BARFny Świat Strona GłównaBARFny Świat Strona Główna
FAQ  Szukaj  Użytkownicy  Grupy Rejestracja  Album  Kontakt  Zaloguj

Poprzedni temat :: Następny temat
Problemy żołądkowo-jelitowe u kotów na BARFie
Autor Wiadomość
Balbina909 

Udział BARFa: 90-100%
Dołączyła: 21 Lip 2012
Posty: 21
Wysłany: 2013-01-12, 17:50   

Dziękuję Dagnes za Twoje rady :kwiatek:

Myślałam że Biofer jest bezpiecznym preparatem :cry: Pisałaś o nim Dagnes w swoim poradniku na temat zdrowego żywienia kotów.

Teraz gdy wszystko analizuję zastanawiam się czy to nie aby mielone skorupki z jajek nie wpłynęły na stan mojej koteczki. Sama mielę skorupki, jajka pochodzą od kur wiejskich (nie ze sklepu) i myłam je w gorącej wodzie. Sama już nie wiem... :cry:

Moje koty mało piją, praktyczne na palcach jednej ręki mogę policzyć ile razy widziałam któregoś przy misce (w sumie są cztery miski rozstawione w różnych częściach mieszkania) albo fontannie. Dlatego do mieszanek dodaję zawsze więcej wody niż wychodzi w kalkulatorze (dolewanie wody do porcji tuż przed podaniem kończyło się strajkiem zbiorowym :-( ).
Próbuję też "przemycić" wodę w inny sposób - robię galaretkę z kurczaka wg Twojego przepisu Dagnes, albo do jednej saszetki Cosmy z kurczakiem dodaję wodę, taurynę i tłuszcz wołowy w proszku Grau - taką zupkę chlipią bardzo chętnie :mrgreen: tylko czy mogę im ją bezpiecznie podawać np. co drugi dzień? Nie jako zastępstwo posiłku w ciągu dnia tylko np. wieczorem przed pójściem spać?
 
 
gerda 


Udział BARFa: 75-90%
Pomogła: 5 razy
Dołączyła: 21 Wrz 2011
Posty: 1576
Skąd: podlaskie
Wysłany: 2013-01-12, 20:51   

Mój kot wymiotował po mielonych skorupkach! - (sama mieliłam,przesiewałam przez drobniutkie siteczko, były z ekologicznych jaj) Teraz podaję cały czas cytrynian i jest dobrze.
 
 
Deirs 

Udział BARFa: 50-75%
Dołączyła: 09 Lis 2012
Posty: 63
Skąd: z wyspy...
Wysłany: 2013-01-13, 05:38   

Balbina909, bardzo sie ciesze ze Dagnes znalazla chwile by sie wypowiedziec :)
Szybko znajdziesz co podraznia kota, zwlaszcza ze planujesz dodawac suplementy stopniowo :)

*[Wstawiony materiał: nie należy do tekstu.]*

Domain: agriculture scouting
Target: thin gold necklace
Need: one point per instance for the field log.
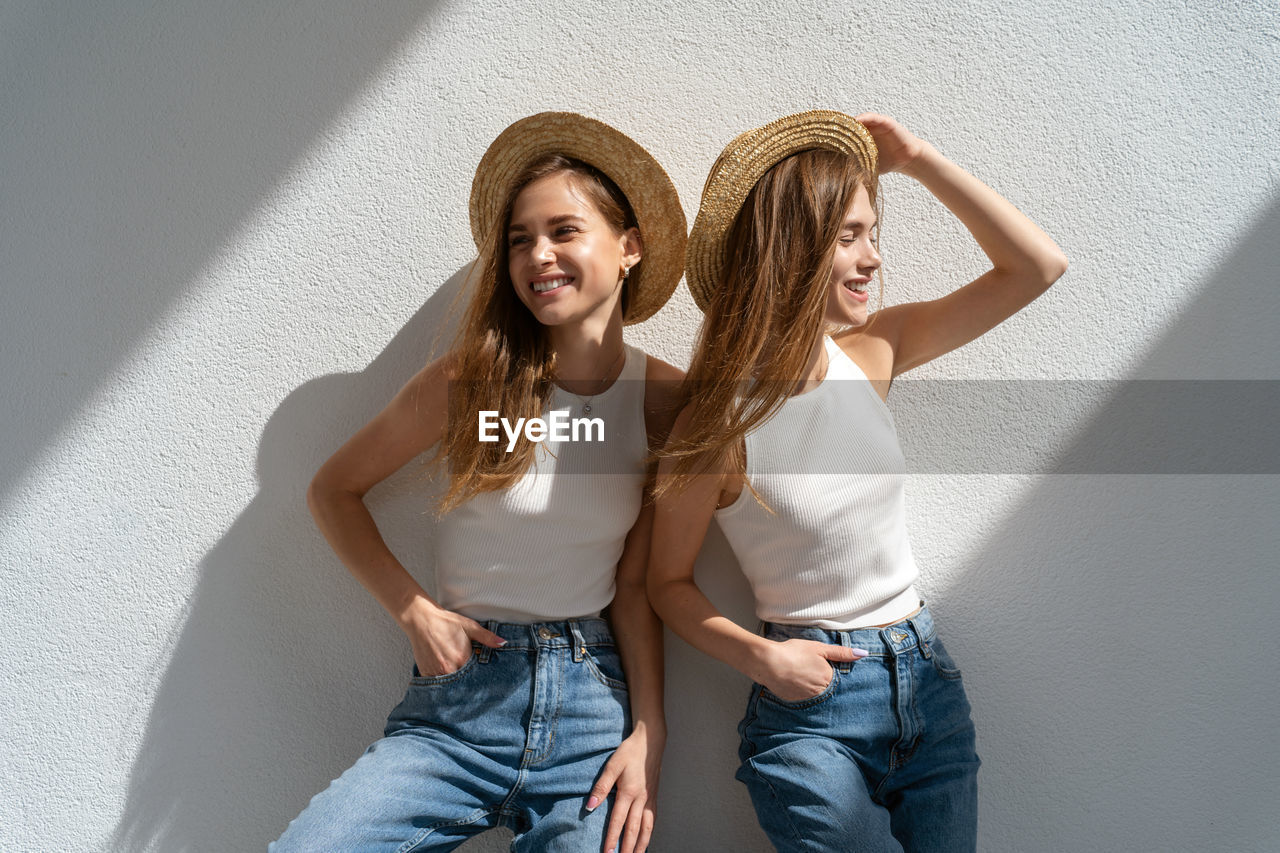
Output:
(599, 387)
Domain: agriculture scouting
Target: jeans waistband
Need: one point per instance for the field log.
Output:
(894, 639)
(571, 633)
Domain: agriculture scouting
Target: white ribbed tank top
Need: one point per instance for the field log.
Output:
(835, 551)
(548, 547)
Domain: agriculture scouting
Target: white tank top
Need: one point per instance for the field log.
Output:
(548, 547)
(833, 552)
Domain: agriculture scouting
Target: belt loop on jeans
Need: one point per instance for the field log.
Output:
(920, 639)
(579, 643)
(485, 652)
(844, 666)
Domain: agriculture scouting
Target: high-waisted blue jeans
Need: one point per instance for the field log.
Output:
(881, 761)
(515, 738)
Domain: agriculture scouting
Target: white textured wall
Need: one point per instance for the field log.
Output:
(228, 232)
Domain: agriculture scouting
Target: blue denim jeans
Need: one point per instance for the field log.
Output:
(515, 738)
(881, 760)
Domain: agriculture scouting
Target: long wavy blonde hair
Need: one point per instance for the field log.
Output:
(502, 355)
(768, 310)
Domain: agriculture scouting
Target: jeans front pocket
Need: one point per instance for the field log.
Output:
(804, 703)
(606, 666)
(447, 678)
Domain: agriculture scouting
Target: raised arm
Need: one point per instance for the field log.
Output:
(1025, 261)
(411, 423)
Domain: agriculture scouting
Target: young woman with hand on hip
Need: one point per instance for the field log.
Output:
(858, 733)
(524, 711)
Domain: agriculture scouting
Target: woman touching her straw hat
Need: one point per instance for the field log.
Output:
(536, 693)
(858, 733)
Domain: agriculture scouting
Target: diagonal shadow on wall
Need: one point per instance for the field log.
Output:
(278, 674)
(1116, 630)
(131, 154)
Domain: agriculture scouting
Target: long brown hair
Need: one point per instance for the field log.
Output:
(502, 359)
(767, 311)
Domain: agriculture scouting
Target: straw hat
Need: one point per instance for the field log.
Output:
(645, 185)
(741, 164)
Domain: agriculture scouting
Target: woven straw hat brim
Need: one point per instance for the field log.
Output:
(737, 169)
(636, 173)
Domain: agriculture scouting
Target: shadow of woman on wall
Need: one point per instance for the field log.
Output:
(284, 667)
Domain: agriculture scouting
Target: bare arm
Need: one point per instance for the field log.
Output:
(410, 424)
(635, 766)
(1025, 261)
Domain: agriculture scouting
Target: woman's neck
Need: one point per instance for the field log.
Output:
(816, 366)
(588, 355)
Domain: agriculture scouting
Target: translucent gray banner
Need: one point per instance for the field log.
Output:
(1031, 427)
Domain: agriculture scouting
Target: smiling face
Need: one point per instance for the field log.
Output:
(563, 258)
(854, 264)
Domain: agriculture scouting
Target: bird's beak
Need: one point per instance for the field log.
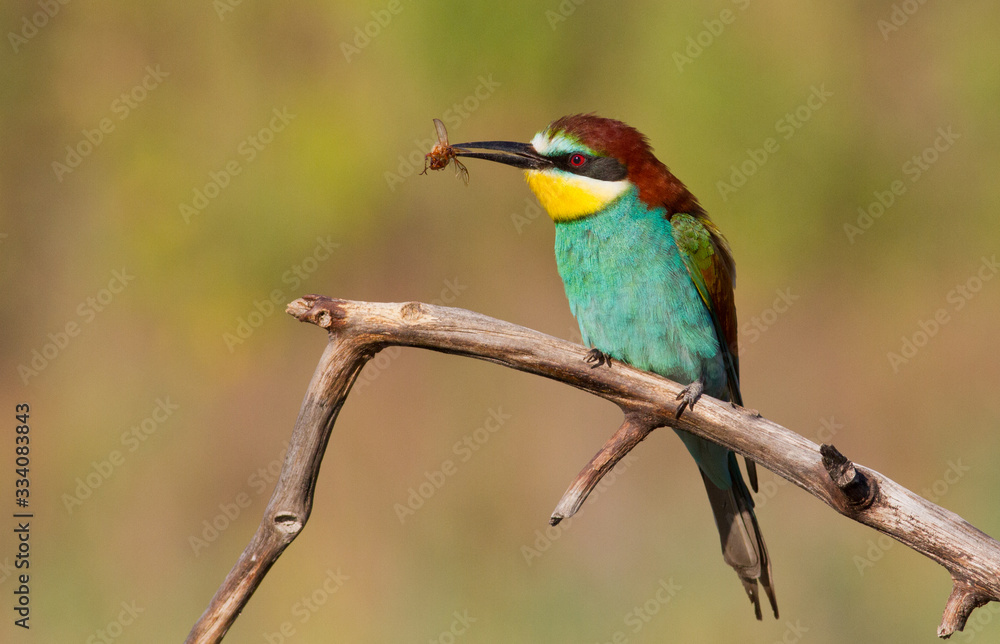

Co do twojego ostatniego pytania.. Zastanawia mnie skad wybor tluszczu wolowego Grau... Wg analizy z zooplusa w skladzie jest tluszcz i glukoza, zas analiza okresla poziom aminoglukozy na poziomie 14%. Na stronie producenta wg analizy poziom glukozy wynosi az 17%... Tak duza ilosc cukru nawet u zdrowego kota szybko spowoduje problemy. Moim zdaniem nawet w niewielkich ilosciach dla kota jest niewskazany.

Woda dodana do mieszanki BARF powinna byc wystarczajaca, i nie powinna zachodzic potrzeba dodatkowego suplementowania wody z wisienka w postaci saszetki....
W takiej sytuaji warto poobserwowac sposob jedzenia kotow. Jaka konsystencje ma twoja mieszanka? W jaki sposob dolewasz wode? Czy mielisz czesc mieska tak by wiekszosc wody i suplementow w nie wsiakla? Czy mozliwe jest ze czesc twoich kotow wyjada tylko kawalki mieska i zostawia rosolek?

Spozywanie zbyt malej ilosci wody przy diecie wysokoproteinowej jest najczestszym powodem odwodnienia organizmu. Jednakze w sytuacji opisanej przez ciebie, rozwazylabym raczej hypotroniczna hiponatremie (tzw pseudohiponatremie lub hiponatremie rzekoma) spowodowana przez nadmierna ilosc glukozy.
W celu wykluczenia hiponatremii rzekomej nalezy oznaczyc stezenie sodu metoda potencjometrii bezpos?redniej, uzywajac analizatora gazów krwi (gazometru).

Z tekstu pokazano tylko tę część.